VETERANS SEEK RE-INSTATMENT & END OF MILITARY’S BAN
BOSTON, MA – The federal First Circuit Court of Appeals will hear oral arguments on March 7 in Cook v. Gates (formerly Cook v. Rumsfeld), a constitutional challenge to the military’s “Don’t Ask, Don’t Tell” ban on lesbian, gay and bisexual service members. The lawsuit, originally filed in December 2004 on behalf of veterans dismissed under the law, seeks the plaintiffs’ re-instatement in the armed forces and the end of the ban on open service. The plaintiffs are represented by Servicemembers Legal Defense Network (SLDN) and the law firm of Wilmer Cutler Pickering Hale and Dorr LLP.
“We are looking forward to presenting our case to the First Circuit,” said Sharra E. Greer, director of law and policy for SLDN. “The men and women named in the lawsuit spent their military careers fighting for justice and equality, and their stories are a vivid reminder of why ‘Don’t Ask, Don’t Tell’ is not only unconscionable, but unconstitutional as well. We believe that, when the Court considers our arguments, these patriots will be granted their day in court.”

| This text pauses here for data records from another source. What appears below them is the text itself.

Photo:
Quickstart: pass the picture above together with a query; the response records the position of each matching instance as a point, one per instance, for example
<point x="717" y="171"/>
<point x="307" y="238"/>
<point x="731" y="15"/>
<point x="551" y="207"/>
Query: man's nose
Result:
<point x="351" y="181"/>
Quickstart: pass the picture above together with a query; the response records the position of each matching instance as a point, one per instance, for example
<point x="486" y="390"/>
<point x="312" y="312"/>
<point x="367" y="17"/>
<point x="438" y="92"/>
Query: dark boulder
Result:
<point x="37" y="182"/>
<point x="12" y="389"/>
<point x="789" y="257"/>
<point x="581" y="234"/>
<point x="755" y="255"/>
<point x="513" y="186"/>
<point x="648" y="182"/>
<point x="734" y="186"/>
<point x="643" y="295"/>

In April 2006, a District Court dismissed the plaintiffs’ lawsuit. That decision was appealed by the platiniffs and the March 7 hearing by the First Circuit will re-consider the lower court’s ruling. The lawsuit asserts that “Don’t Ask, Don’t Tell” punishes gay, lesbian and bisexual service members for their sexual orientation and for their private, constitutionally protected conduct. As a result, the plaintiffs argue, it has denied and continues to deny them several constitutional rights, including the right to privacy, equal protection of the law, and freedom of speech. The challenge to “Don’t Ask, Don’t Tell,” the plaintiffs’ appeal brief asserts, is “grounded in basic principles of identity, equality and freedom.”
The plaintiffs in Cook v. Gates all served honorably in the United States Army, Navy, Air Force and Coast Guard. Together, they have served more than sixty-five years in the armed forces. Three have served in direct support of operations in the Middle East. Collectively, they have earned more than five dozen awards, medals and commendations.
“Our national security and our nation’s commitment to equality would be best served by allowing these brave men and women to return to duty,” said Greer. “We are confident in the strength of our case, and certain in the rightness of our cause.”